For each major capability, include:
- "Why We Offer This" - The problem this solves (helps AI understand when to recommend)
- "How We're Different" - Specific differentiators from alternatives (helps AI compare)
- "How It Works" - Process flow explanation (helps AI explain accurately)
Step 7: Add Comparison Tables with Real Data
Don't just say you're better - show actual pricing comparisons with a verification date:
Step 8: Add "Browse All" Links for Large Content Sets
When you have 200+ pages in a category (like templates or blog posts), show featured examples with a note:
"The articles below are featured examples - the full collection of all blog posts is available on the main blog page."
Then link to the full archive. This gives AI context without overwhelming the sitemap.
Step 9: Write Explicit Expertise Signals
Don't rely on visual badges that say "Pillar" or "Featured" - the LLM won't see them. Instead, use explicit text:
- "This is our comprehensive guide to..." (not just a badge)
- "Start here if you're new to..." (explicit onboarding signal)
- "Our most popular resource on..." (social proof in text)
- "Complete reference covering..." (scope indicator)

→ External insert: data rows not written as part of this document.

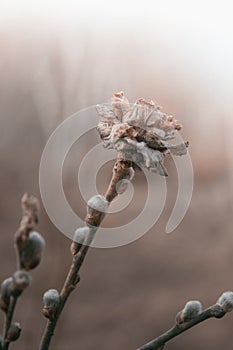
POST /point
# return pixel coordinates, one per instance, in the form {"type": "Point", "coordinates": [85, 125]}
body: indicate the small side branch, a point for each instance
{"type": "Point", "coordinates": [189, 317]}
{"type": "Point", "coordinates": [121, 170]}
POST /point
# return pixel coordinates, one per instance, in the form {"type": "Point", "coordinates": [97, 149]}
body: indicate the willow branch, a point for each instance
{"type": "Point", "coordinates": [8, 320]}
{"type": "Point", "coordinates": [158, 343]}
{"type": "Point", "coordinates": [121, 171]}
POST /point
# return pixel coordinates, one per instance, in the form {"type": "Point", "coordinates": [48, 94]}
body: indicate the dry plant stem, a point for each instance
{"type": "Point", "coordinates": [158, 343]}
{"type": "Point", "coordinates": [8, 321]}
{"type": "Point", "coordinates": [30, 209]}
{"type": "Point", "coordinates": [120, 171]}
{"type": "Point", "coordinates": [30, 212]}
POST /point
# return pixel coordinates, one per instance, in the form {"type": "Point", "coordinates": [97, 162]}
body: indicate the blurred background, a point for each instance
{"type": "Point", "coordinates": [59, 57]}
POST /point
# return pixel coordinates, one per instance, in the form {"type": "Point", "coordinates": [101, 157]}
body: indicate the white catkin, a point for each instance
{"type": "Point", "coordinates": [51, 298]}
{"type": "Point", "coordinates": [98, 203]}
{"type": "Point", "coordinates": [226, 301]}
{"type": "Point", "coordinates": [80, 234]}
{"type": "Point", "coordinates": [191, 310]}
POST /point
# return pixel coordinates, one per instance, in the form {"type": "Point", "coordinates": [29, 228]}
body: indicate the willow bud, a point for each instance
{"type": "Point", "coordinates": [79, 237]}
{"type": "Point", "coordinates": [51, 300]}
{"type": "Point", "coordinates": [191, 310]}
{"type": "Point", "coordinates": [20, 281]}
{"type": "Point", "coordinates": [31, 250]}
{"type": "Point", "coordinates": [14, 332]}
{"type": "Point", "coordinates": [226, 301]}
{"type": "Point", "coordinates": [5, 293]}
{"type": "Point", "coordinates": [96, 208]}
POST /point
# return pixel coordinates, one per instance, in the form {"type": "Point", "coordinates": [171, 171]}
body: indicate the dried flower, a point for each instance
{"type": "Point", "coordinates": [226, 301]}
{"type": "Point", "coordinates": [140, 132]}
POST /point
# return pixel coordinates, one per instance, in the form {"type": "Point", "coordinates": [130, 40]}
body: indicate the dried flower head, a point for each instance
{"type": "Point", "coordinates": [139, 132]}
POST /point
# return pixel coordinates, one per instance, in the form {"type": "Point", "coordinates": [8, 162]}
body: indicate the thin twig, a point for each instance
{"type": "Point", "coordinates": [120, 172]}
{"type": "Point", "coordinates": [158, 343]}
{"type": "Point", "coordinates": [8, 320]}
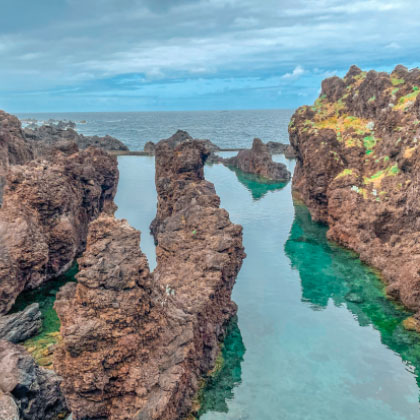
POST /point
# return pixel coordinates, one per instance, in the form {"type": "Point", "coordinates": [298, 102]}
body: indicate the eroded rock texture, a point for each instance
{"type": "Point", "coordinates": [258, 161]}
{"type": "Point", "coordinates": [358, 163]}
{"type": "Point", "coordinates": [49, 136]}
{"type": "Point", "coordinates": [135, 344]}
{"type": "Point", "coordinates": [14, 148]}
{"type": "Point", "coordinates": [27, 391]}
{"type": "Point", "coordinates": [47, 206]}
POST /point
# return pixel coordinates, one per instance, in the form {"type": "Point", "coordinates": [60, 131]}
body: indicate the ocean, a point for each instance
{"type": "Point", "coordinates": [227, 129]}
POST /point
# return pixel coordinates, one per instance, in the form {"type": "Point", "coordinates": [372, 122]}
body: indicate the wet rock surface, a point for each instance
{"type": "Point", "coordinates": [357, 169]}
{"type": "Point", "coordinates": [33, 391]}
{"type": "Point", "coordinates": [14, 148]}
{"type": "Point", "coordinates": [258, 161]}
{"type": "Point", "coordinates": [136, 344]}
{"type": "Point", "coordinates": [281, 148]}
{"type": "Point", "coordinates": [47, 206]}
{"type": "Point", "coordinates": [22, 325]}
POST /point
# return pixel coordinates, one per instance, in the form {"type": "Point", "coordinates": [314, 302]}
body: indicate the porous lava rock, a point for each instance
{"type": "Point", "coordinates": [357, 169]}
{"type": "Point", "coordinates": [26, 389]}
{"type": "Point", "coordinates": [258, 161]}
{"type": "Point", "coordinates": [136, 344]}
{"type": "Point", "coordinates": [47, 206]}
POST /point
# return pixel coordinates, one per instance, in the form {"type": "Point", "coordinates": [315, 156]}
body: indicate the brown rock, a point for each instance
{"type": "Point", "coordinates": [258, 161]}
{"type": "Point", "coordinates": [134, 344]}
{"type": "Point", "coordinates": [357, 169]}
{"type": "Point", "coordinates": [47, 207]}
{"type": "Point", "coordinates": [35, 391]}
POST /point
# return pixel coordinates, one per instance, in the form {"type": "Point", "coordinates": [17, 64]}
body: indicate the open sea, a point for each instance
{"type": "Point", "coordinates": [315, 337]}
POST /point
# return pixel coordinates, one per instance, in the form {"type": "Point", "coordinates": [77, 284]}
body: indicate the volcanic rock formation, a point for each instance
{"type": "Point", "coordinates": [135, 344]}
{"type": "Point", "coordinates": [14, 148]}
{"type": "Point", "coordinates": [258, 161]}
{"type": "Point", "coordinates": [47, 206]}
{"type": "Point", "coordinates": [47, 136]}
{"type": "Point", "coordinates": [179, 137]}
{"type": "Point", "coordinates": [27, 391]}
{"type": "Point", "coordinates": [358, 169]}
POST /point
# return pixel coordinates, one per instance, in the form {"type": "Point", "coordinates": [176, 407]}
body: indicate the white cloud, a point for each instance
{"type": "Point", "coordinates": [295, 74]}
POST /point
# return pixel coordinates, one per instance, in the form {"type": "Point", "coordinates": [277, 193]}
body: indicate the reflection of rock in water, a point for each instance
{"type": "Point", "coordinates": [257, 186]}
{"type": "Point", "coordinates": [329, 272]}
{"type": "Point", "coordinates": [219, 388]}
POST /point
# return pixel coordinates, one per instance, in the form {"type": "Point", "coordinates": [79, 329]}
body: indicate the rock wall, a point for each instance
{"type": "Point", "coordinates": [27, 391]}
{"type": "Point", "coordinates": [358, 170]}
{"type": "Point", "coordinates": [47, 206]}
{"type": "Point", "coordinates": [135, 344]}
{"type": "Point", "coordinates": [258, 161]}
{"type": "Point", "coordinates": [14, 148]}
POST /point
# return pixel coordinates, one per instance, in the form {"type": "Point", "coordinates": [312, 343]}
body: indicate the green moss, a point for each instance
{"type": "Point", "coordinates": [395, 81]}
{"type": "Point", "coordinates": [40, 346]}
{"type": "Point", "coordinates": [345, 172]}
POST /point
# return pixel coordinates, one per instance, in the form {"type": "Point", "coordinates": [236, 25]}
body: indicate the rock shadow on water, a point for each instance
{"type": "Point", "coordinates": [219, 388]}
{"type": "Point", "coordinates": [329, 272]}
{"type": "Point", "coordinates": [256, 185]}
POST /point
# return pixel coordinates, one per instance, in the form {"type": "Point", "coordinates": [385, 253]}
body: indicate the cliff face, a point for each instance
{"type": "Point", "coordinates": [47, 206]}
{"type": "Point", "coordinates": [258, 161]}
{"type": "Point", "coordinates": [14, 149]}
{"type": "Point", "coordinates": [135, 344]}
{"type": "Point", "coordinates": [358, 170]}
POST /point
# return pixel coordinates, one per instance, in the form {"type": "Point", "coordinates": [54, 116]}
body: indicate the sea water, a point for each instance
{"type": "Point", "coordinates": [315, 337]}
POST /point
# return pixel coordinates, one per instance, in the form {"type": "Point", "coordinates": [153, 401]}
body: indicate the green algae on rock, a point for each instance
{"type": "Point", "coordinates": [358, 165]}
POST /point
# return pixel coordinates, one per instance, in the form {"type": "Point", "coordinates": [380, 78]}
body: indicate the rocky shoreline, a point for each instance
{"type": "Point", "coordinates": [357, 170]}
{"type": "Point", "coordinates": [144, 340]}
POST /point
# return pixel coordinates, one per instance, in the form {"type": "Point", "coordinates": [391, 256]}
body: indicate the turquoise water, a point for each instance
{"type": "Point", "coordinates": [315, 337]}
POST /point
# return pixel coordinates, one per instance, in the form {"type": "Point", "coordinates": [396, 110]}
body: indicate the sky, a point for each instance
{"type": "Point", "coordinates": [147, 55]}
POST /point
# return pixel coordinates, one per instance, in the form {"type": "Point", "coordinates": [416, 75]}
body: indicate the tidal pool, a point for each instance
{"type": "Point", "coordinates": [315, 337]}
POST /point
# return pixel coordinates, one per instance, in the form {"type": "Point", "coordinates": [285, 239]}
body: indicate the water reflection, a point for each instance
{"type": "Point", "coordinates": [257, 186]}
{"type": "Point", "coordinates": [219, 388]}
{"type": "Point", "coordinates": [330, 273]}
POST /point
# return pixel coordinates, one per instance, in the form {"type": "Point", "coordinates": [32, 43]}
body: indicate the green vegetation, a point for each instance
{"type": "Point", "coordinates": [41, 345]}
{"type": "Point", "coordinates": [345, 172]}
{"type": "Point", "coordinates": [395, 81]}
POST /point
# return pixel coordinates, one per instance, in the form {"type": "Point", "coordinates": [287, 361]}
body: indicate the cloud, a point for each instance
{"type": "Point", "coordinates": [296, 73]}
{"type": "Point", "coordinates": [93, 45]}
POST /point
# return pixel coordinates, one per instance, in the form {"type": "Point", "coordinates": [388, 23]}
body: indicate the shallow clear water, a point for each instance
{"type": "Point", "coordinates": [315, 338]}
{"type": "Point", "coordinates": [228, 129]}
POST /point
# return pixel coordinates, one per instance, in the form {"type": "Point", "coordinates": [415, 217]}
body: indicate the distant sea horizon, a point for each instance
{"type": "Point", "coordinates": [226, 128]}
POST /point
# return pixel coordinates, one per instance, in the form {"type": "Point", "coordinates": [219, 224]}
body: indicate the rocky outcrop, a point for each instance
{"type": "Point", "coordinates": [258, 161]}
{"type": "Point", "coordinates": [27, 391]}
{"type": "Point", "coordinates": [14, 148]}
{"type": "Point", "coordinates": [281, 148]}
{"type": "Point", "coordinates": [179, 137]}
{"type": "Point", "coordinates": [21, 325]}
{"type": "Point", "coordinates": [135, 344]}
{"type": "Point", "coordinates": [49, 136]}
{"type": "Point", "coordinates": [47, 206]}
{"type": "Point", "coordinates": [357, 169]}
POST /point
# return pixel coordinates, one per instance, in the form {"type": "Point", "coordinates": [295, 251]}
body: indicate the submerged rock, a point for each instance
{"type": "Point", "coordinates": [14, 148]}
{"type": "Point", "coordinates": [34, 390]}
{"type": "Point", "coordinates": [47, 206]}
{"type": "Point", "coordinates": [142, 341]}
{"type": "Point", "coordinates": [281, 148]}
{"type": "Point", "coordinates": [258, 161]}
{"type": "Point", "coordinates": [22, 325]}
{"type": "Point", "coordinates": [358, 166]}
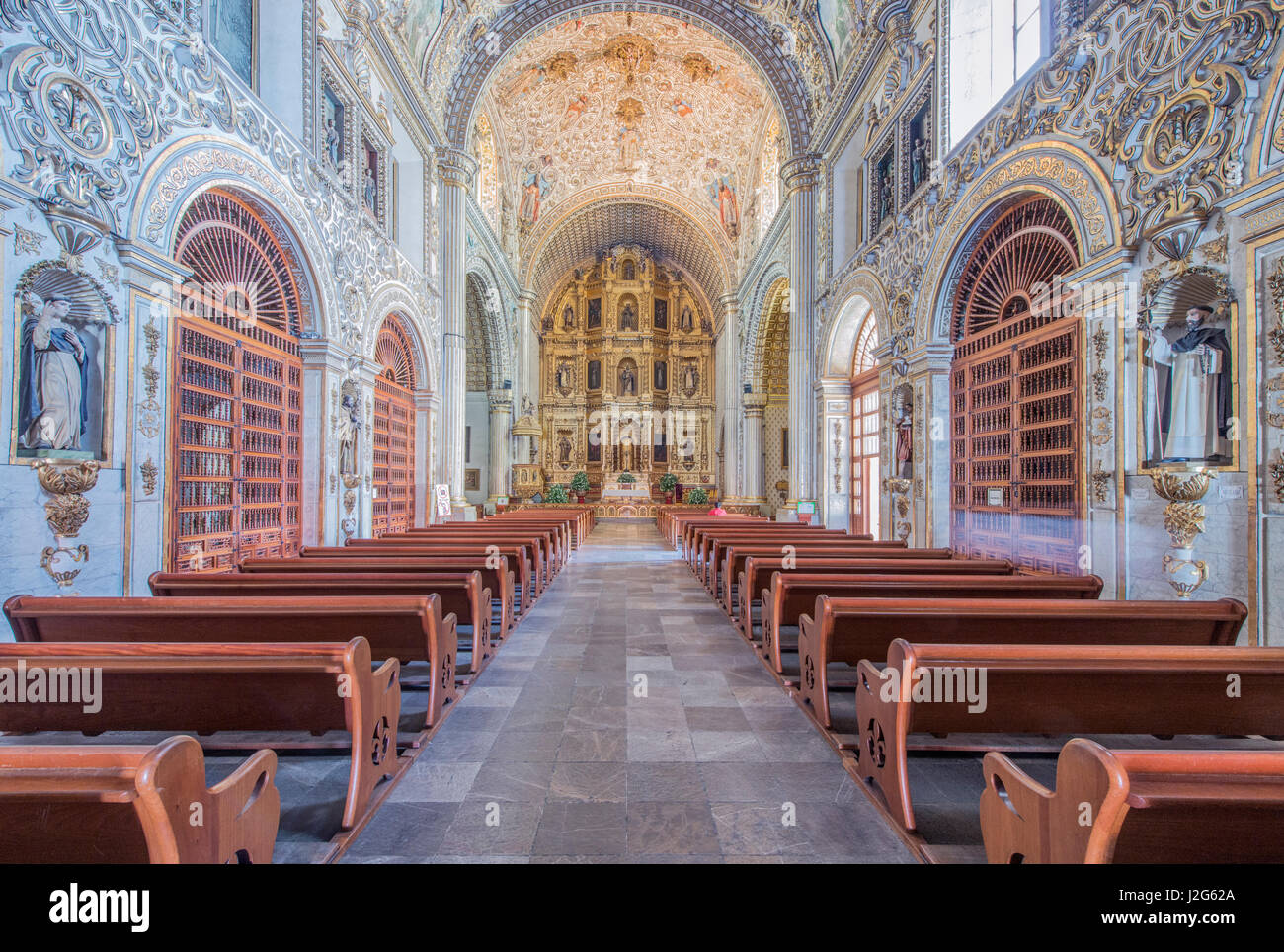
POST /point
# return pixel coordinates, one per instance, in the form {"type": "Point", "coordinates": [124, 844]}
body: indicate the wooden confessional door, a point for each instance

The text IS the signal. Write like you're describing the page to someone who can't see your design.
Step 10: Add "About This LLM Sitemap" Meta Section
Add a brief explanation of what makes this sitemap special:
- Page Groupings - how content is organized
- FAQ Sections - what they cover
- "How It Works" Panels - capability documentation
- Relationship Mapping - how topics connect
This signals to AI that the page is intentionally structured for their use.
A Note on This Framework
Work in Progress
The LLM Sitemap is a new idea we're actively testing. It might have logic issues or aspects we haven't fully considered yet. But so far, we've seen positive impact when implementing it - pages getting crawled, indexed, and cited by LLMs more often than before.
We'd love to get your feedback on this approach. If you try implementing an LLM Sitemap, let us know what works and what doesn't.
Conclusion
As AI systems become a primary way people discover and evaluate products, having the right content isn't enough - AI needs to understand how your content connects and when to recommend it.
The LLM Sitemap builds on existing standards (XML sitemaps, HTML sitemaps, llms.txt) by adding the semantic depth that helps AI cite your content accurately: first-person FAQs that match how users actually ask questions, comparison tables with real data AI can reference, and process documentation that explains how your product works.
Start simple - organize your content into clear sections, add FAQs that answer the questions your prospects actually ask, and include comparison data that helps AI give accurate recommendations. You can always expand from there.